This is Volvo’s Concept Universe, the first indication of the company’s future direction under Chinese ownership.Unveiled at the Shanghai motor show, the Universe is described by Volvo as a “large, luxurious sedan with a new human-centric design language that honours the beautiful lines of classic Volvo models”.
Stefan Jacoby, president and CEO of Volvo, said the Concept Universe offers “a sneak preview of what people can expect from our next top-of-the-line sedan”.
Peter Horbury, vice-president of design and in his second spell as Volvo’s creative director, said, “The Concept Universe is exceptionally refined, yet with all the simplistic assets that make Volvo champions of the uncomplicated. There is a growing appreciation for this ingenious blend of design and technology among modern luxury car buyers.

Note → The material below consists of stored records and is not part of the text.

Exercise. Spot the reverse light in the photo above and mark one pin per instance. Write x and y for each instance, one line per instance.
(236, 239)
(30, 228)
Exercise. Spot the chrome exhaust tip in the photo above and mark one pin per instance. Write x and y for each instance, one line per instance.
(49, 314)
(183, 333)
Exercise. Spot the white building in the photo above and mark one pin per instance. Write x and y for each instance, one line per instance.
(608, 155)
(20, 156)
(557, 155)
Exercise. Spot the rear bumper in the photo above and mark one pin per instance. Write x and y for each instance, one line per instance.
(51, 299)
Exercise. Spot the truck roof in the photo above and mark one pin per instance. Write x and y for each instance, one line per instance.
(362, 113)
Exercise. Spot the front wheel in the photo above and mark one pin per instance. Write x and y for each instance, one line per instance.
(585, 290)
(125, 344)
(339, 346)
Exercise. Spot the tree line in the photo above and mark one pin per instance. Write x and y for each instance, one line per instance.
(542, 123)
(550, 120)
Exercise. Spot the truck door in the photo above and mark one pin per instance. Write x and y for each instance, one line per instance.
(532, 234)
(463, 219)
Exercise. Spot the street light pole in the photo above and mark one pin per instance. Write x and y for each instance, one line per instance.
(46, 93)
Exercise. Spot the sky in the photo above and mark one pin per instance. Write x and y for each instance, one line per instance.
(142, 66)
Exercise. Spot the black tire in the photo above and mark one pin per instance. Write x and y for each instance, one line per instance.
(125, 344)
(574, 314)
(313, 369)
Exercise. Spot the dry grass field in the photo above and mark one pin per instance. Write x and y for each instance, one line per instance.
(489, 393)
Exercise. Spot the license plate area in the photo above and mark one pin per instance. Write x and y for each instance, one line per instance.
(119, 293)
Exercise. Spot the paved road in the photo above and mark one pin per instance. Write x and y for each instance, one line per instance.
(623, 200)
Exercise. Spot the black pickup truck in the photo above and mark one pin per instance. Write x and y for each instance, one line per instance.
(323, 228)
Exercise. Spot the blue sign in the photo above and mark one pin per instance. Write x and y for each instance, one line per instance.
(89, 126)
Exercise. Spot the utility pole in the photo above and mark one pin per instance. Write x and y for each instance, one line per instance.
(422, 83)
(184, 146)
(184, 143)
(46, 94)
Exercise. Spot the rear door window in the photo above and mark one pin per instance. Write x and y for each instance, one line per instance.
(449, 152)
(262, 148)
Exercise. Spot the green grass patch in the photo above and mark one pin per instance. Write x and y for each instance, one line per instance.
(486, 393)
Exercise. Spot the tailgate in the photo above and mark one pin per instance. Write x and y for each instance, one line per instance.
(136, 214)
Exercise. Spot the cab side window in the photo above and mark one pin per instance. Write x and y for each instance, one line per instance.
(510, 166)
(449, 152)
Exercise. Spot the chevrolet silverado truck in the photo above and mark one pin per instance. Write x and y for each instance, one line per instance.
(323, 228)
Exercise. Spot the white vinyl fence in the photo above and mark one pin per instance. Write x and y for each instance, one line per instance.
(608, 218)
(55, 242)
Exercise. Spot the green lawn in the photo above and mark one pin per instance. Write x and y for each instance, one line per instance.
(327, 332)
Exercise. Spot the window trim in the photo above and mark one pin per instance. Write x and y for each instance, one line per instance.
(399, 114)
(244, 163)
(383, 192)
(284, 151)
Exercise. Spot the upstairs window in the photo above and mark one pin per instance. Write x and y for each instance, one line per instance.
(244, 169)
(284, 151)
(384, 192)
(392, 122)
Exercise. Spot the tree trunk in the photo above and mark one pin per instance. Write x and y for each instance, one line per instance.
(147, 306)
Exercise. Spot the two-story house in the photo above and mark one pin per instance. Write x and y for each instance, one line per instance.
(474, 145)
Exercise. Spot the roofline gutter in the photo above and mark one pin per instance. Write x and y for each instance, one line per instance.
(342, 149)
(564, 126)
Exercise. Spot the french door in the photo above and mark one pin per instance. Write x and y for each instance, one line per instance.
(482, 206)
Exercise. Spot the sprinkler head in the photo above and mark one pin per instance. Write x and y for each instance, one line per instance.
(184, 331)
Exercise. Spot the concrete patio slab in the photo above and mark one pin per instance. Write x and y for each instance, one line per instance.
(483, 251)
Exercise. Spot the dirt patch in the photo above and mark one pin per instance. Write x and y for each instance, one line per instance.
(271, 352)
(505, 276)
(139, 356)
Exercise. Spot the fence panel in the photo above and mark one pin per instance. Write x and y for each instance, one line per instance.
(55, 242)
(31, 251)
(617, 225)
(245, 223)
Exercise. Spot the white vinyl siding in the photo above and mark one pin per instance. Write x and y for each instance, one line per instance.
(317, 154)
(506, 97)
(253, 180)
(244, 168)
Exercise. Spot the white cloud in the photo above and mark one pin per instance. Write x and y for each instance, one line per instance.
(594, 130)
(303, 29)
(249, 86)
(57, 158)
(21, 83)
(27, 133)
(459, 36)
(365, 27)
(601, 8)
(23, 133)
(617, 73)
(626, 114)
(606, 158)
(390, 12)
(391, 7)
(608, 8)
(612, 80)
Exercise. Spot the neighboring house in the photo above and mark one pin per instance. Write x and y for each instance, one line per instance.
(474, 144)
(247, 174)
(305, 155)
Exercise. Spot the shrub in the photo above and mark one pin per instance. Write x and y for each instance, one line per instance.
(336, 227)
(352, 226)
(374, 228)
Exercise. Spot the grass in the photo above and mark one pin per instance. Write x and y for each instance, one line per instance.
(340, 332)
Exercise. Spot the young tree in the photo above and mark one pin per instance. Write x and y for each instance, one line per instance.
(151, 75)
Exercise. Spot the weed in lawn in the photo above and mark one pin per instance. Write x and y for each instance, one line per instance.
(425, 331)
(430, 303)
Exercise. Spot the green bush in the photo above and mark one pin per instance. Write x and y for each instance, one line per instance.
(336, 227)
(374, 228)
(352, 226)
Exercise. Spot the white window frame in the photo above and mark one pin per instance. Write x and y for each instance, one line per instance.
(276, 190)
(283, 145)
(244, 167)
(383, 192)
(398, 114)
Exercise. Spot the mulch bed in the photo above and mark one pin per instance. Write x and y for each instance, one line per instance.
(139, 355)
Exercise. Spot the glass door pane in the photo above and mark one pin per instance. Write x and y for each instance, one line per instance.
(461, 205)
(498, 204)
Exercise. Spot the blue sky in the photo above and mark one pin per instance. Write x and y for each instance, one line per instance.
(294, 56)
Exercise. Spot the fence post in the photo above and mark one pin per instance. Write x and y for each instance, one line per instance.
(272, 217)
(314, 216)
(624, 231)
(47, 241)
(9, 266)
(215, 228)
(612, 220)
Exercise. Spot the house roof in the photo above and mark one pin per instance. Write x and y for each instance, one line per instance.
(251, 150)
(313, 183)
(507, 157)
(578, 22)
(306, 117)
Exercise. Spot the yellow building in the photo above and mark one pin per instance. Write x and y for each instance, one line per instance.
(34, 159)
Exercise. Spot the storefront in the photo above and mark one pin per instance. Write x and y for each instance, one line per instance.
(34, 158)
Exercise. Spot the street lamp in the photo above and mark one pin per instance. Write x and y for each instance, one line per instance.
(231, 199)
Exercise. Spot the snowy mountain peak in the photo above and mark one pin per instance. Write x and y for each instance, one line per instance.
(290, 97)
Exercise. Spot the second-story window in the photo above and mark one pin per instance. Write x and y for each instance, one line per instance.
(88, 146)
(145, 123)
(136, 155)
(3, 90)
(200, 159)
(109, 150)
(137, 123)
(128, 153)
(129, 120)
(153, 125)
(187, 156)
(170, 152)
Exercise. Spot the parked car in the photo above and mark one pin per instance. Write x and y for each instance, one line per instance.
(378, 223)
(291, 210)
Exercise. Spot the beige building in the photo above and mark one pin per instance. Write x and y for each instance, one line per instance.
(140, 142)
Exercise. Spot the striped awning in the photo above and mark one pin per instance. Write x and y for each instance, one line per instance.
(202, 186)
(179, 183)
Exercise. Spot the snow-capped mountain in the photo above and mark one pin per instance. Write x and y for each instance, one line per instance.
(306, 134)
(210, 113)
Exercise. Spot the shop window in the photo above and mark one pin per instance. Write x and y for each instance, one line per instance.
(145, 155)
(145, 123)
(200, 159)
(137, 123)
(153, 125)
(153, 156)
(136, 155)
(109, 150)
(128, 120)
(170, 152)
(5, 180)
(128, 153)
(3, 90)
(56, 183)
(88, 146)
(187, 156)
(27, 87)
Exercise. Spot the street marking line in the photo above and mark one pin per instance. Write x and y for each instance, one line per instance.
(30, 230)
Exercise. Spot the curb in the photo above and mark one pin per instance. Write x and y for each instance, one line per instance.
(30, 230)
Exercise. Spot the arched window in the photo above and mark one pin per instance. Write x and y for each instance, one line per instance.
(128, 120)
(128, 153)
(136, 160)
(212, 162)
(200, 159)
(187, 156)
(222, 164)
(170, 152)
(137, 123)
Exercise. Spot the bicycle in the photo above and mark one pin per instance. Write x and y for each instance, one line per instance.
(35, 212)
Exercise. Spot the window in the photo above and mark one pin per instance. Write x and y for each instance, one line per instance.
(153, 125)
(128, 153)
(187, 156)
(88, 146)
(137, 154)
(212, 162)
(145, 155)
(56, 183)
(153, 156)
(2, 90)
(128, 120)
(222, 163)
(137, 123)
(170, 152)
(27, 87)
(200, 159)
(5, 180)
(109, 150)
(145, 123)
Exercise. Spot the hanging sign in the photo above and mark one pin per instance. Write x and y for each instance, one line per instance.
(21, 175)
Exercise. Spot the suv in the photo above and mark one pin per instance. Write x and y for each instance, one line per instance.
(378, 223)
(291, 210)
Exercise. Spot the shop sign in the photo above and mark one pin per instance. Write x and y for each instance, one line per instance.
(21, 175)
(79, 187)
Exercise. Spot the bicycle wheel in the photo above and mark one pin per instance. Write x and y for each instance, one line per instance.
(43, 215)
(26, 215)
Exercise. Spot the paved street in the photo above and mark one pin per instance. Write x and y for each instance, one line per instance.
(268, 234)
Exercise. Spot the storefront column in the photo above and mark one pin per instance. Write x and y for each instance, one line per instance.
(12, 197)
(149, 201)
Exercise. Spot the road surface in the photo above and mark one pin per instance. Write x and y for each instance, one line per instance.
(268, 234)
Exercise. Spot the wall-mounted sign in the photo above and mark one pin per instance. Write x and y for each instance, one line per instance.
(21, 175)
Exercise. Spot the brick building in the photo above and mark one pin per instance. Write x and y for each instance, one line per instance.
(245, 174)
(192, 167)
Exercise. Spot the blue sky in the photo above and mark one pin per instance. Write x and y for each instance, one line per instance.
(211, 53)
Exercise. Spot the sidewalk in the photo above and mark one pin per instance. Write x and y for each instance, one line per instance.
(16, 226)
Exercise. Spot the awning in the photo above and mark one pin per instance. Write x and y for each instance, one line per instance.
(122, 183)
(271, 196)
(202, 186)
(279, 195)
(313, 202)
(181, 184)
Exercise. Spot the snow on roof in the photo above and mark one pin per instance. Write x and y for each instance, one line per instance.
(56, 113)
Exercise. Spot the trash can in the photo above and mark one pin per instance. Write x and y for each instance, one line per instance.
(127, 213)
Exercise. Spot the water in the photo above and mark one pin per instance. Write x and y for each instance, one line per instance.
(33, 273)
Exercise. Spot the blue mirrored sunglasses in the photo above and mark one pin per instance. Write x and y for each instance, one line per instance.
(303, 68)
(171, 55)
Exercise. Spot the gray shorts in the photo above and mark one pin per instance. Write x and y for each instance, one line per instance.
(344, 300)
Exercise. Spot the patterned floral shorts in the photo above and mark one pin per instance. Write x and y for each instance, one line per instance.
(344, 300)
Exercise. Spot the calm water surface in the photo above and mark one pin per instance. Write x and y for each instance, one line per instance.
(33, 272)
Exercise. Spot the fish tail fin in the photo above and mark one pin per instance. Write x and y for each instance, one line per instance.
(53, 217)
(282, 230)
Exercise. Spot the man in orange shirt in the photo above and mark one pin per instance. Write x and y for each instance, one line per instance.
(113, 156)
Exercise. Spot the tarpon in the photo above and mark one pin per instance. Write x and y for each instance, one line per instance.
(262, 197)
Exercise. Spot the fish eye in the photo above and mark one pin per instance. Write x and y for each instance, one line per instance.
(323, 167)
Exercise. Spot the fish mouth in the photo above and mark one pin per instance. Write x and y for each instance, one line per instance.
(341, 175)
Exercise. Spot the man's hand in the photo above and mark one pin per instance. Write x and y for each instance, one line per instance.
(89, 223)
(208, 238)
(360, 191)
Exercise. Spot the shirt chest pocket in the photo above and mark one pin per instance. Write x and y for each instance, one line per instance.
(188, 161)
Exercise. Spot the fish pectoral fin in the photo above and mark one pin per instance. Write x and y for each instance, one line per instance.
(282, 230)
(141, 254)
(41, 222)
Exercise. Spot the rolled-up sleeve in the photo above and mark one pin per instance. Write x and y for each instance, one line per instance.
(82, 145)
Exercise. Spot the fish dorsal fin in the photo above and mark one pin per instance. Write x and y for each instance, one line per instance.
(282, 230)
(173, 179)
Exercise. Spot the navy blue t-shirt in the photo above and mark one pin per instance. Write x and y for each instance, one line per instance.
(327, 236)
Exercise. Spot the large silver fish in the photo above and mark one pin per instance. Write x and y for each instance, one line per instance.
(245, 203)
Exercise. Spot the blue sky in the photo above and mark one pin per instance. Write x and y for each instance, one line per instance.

We are convinced that our special brand of [human-centric] luxury has a great future.”
According to sources at Volvo, the Universe is not based on a specific platform because the company’s future platform and engine strategy is still being finalised. However, although the concept does not quite breach five metres in length, Volvo sources suggest that it would not need to be lengthened for the Chinese market because of “best-in-class interior space”.
Volvo exterior designer Jonathon Disley said the Universe project began 12 months ago, when the company’s designers were asked to consider a new form language for Volvo. They spent two days in the Volvo museum “looking at classic models from a different viewpoint”.
Disley said, “We felt that the most classic models were soft and voluptuous but also offered a sense of protection. We had a request from chairman Lee [boss of Geely, Volvo’s owners] to reflect the serenity in light when the sun is rising or setting and to create something intriguing in the nose.”
Work on this model took just 17 weeks from the final sketches to the clay model, which was milled directly from computer drawings.
The Universe’s bonnet sculpting is drawn from the Volvo PV544, as is the grille shape and low-set headlights.
However, the unusual nose design is in stark contrast to the rest of the car, which has a contemporary ‘four-door coupé’ stance and modern rear light cluster detailing.
The sides of the Universe are also heavily sculpted, a clear link with previous Horbury-era Volvos, including the S60.
Inside, the concept has a clean and modern four-seat layout, dominated by a raised centre console running through the cabin, which has been stripped of nearly all conventional switchgear. Instead, it features large touchscreens, retaining just a conventional speedo.
Described by interior designer Conny Bengtsson as “tranquil and lounge-like, embracing the passengers”, the interior detail includes business suit fabric on the doors. The only obvious nods to Chinese design are in the blue and white porcelain detail fitted to the steering wheel and shift lever.